Specialist nurses in a hospital improved the effectiveness and efficiency of care
In this article…
- How proactive case management helps avoid admissions and prevent unscheduled care
- How defining key performance indicators or auditing against national standards can help specialist nurses show the effectiveness of their role
- Benefits of adopting proactive case management and national guidance on nursing management in lung cancer
Jane Baxter is Macmillan clinical nurse specialist in lung cancer, Imperial College Healthcare Trust; Alison Leary is Macmillan lead cancer nurse, Royal Brompton and Harefield Foundation Trust and visiting lecturer, King’s College London.
Baxter J, Leary A (2011) Productivity gains by specialist nurses. Nursing Times; 107: 30/31, early online publication.

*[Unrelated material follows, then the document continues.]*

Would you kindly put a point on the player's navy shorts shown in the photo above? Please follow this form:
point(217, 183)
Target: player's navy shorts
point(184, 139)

Workload analysis showed that the specialist nursing service in lung cancer in an acute hospital was being used primarily to support processes and administration rather than providing holistic cancer care. An analysis of the inpatient population showed that many people were being admitted for non-acute problems, such as symptom control in advanced disease.
As the key workers for patients with lung cancer, the clinical nurse specialists negotiated away the administrative burden and adopted standard, proactive case management in line with national standards. Their proactive and vigilant case management resulted in a drop in admissions for non-acute problems from four to a mean of 0.3 per month. This represents a significant saving in bed days.
Clinical nurse specialists who practise proactive case management and re-focus services in line with best practice represent a good return on investment.
Keywords: Specialist nurse role, Lung cancer, Proactive case management
- This article has been double-blind peer reviewed
5 key points
- Cancer nurse specialists play an important part in making services more cost-effective
- Their role includes improving care while ensuring safety
- Specialist cancer nurses should have an input into managing services, but should not have to bear the burden of administration
- Proactive case management is a patient-centred way to promote care being provided in the most appropriate setting
- Using national guidance and best practice means specialist practitioners can determine key performance indicators for their service and demonstrate their activity
Lung cancer accounts for over 3,000,000 deaths each year worldwide, 33,400 deaths in the UK from the 39,000 people diagnosed. The five-year overall survival rate is only 8-11% (Cancer Research UK, 2010). Specialist nursing practice in the condition has expanded since the Department of Health introduced cancer improvement initiatives in 2000 (DH, 2000).
Five-year survival from lung cancer has barely improved in the past 30 years, but there has been a decline in male deaths and an increase in female deaths (Spiro and Silvestri, 2005). One-year survival has improved to some degree. In England and Wales, for men with advanced non-small cell lung cancer it has risen from 15% in the 1970s to 25% in 2000-2001 (Coleman et al, 2004).
There are 284.26 full-time equivalent specialist nurses in lung cancer in England to provide specialist nursing support for patients (National Cancer Action Team, 2010a). One role of cancer clinical nurse specialists is to enhance patient experience and care quality, while ensuring safety (Macmillan Cancer Support, 2010). Patient advocacy organisations such as Macmillan Cancer Support say clinicians should ensure patients and carers are aware of the quality of care they can expect to receive from cancer services (Macmillan Cancer Support, 2010). The National Cancer Action Team also publishes guidance and measures on services (NCAT, 2008). The shape and functions of these services are well defined and are regularly examined by internal and external peer reviews as well as the national cancer patient experience survey (DH, 2011).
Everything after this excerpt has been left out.